When the Frost is on the Punkin


When the frost is on the punkin and the fodder’s in the shock,
And you hear the kyouck and gobble of the struttin’ turkey-cock,
And the clackin’ of the guineys, and the cluckin’ of the hens,
And the rooster’s hallylooyer as he tiptoes on the fence;
O, it’s then’s the times a feller is a-feelin’ at his best,
With the risin’ sun to greet him from a night of peaceful rest,
As he leaves the house, bareheaded, and goes out to feed the stock,
When the frost is on the punkin and the fodder’s in the shock.

They’s something kindo’ harty-like about the atmusfere
When the heat of summer’s over and the coolin’ fall is here—
Of course we miss the flowers, and the blossums on the trees,
And the mumble of the hummin’-birds and buzzin’ of the bees;
But the air’s so appetizin’; and the landscape through the haze
Of a crisp and sunny morning of the airly autumn days
Is a pictur’ that no painter has the colorin’ to mock—
When the frost is on the punkin and the fodder’s in the shock.

The husky, rusty russel of the tossels of the corn,
And the raspin’ of the tangled leaves, as golden as the morn;
The stubble in the furries—kindo’ lonesome-like, but still
A-preachin’ sermuns to us of the barns they growed to fill;
The strawstack in the medder, and the reaper in the shed;
The hosses in theyr stalls below—the clover over-head!—
O, it sets my hart a-clickin’ like the tickin’ of a clock,
When the frost is on the punkin and the fodder’s in the shock!

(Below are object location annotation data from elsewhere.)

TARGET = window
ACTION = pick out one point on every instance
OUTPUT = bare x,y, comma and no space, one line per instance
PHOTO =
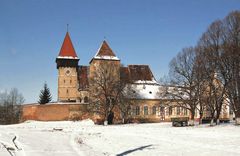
85,99
154,110
184,111
145,110
129,110
178,110
170,110
137,110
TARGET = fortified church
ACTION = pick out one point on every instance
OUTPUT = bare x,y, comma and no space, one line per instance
74,95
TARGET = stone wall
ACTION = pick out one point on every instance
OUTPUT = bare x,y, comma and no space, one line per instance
54,112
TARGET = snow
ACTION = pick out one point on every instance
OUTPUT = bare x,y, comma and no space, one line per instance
84,138
147,82
146,91
105,57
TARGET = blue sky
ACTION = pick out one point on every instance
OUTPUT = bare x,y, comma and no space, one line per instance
139,32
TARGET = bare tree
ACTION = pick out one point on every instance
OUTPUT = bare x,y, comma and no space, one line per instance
10,108
183,75
107,91
209,50
230,65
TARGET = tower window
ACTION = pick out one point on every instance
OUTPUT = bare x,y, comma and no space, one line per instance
154,110
85,99
137,110
145,110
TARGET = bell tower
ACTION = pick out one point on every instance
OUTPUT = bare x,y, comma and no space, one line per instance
67,65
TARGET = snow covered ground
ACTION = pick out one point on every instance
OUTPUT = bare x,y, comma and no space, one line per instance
68,138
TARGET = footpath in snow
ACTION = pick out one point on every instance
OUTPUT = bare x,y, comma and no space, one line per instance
68,138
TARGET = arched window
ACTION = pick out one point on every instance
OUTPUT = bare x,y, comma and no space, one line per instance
145,110
154,110
85,99
178,110
170,110
137,110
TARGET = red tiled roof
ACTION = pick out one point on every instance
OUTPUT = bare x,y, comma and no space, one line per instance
105,50
67,49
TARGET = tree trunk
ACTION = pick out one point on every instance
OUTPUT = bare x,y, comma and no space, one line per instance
191,121
212,122
200,118
237,117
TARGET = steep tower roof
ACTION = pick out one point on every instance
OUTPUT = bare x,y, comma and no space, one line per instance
67,50
105,52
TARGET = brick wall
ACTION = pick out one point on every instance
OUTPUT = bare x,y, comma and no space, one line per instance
54,112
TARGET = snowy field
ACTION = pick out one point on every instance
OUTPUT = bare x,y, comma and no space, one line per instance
84,138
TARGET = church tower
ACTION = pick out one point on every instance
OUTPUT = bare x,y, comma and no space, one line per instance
67,65
105,58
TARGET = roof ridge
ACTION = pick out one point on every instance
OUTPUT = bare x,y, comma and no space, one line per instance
67,50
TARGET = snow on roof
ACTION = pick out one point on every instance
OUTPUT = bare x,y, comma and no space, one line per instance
67,57
106,57
153,81
145,91
105,52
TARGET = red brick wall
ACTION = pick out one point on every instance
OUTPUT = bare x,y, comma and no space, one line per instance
54,112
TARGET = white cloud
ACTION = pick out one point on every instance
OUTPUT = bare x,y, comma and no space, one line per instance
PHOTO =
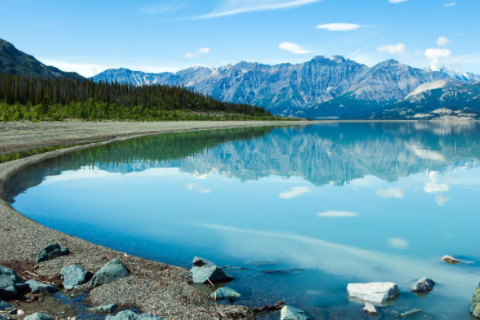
293,48
398,48
337,214
390,193
437,56
339,26
398,243
231,7
441,199
198,53
442,42
294,192
196,187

Then your apples all is gethered, and the ones a feller keeps
Is poured around the celler-floor in red and yeller heaps;
And your cider-makin’ ’s over, and your wimmern-folks is through
With their mince and apple-butter, and theyr souse and saussage, too! ...
I don’t know how to tell it—but ef sich a thing could be
As the Angels wantin’ boardin’, and they’d call around on me—
I’d want to ’commodate ’em—all the whole-indurin’ flock—
When the frost is on the punkin and the fodder’s in the shock!

Friday, October 15, 2010




A beautiful day hiking in Teton Canyon up to Table mountain a few weeks ago. I found this poem in "Risking Everything" (Roger Housden) a few weeks later. It is exactly how I wanted to describe the experience at the time.





This Only...

A valley and above it forests in autumn colors.
A voyager arrives, a map led him here.
Or perhaps memory. Once, long ago, in the sun,
When the first snow fell, riding this way
He felt joy, strong, without reason,
Joy of the eyes. Everything was the rhythm
Of shifting trees, of a bird in flight,
Of a train on the viaduct, a feast of motion.
He returns years later, has no demands.
He wants only one, most precious thing:
To see, purely and simply, without name,
Without expectations, fears, or hopes,
At the edge where there is no I or not-I.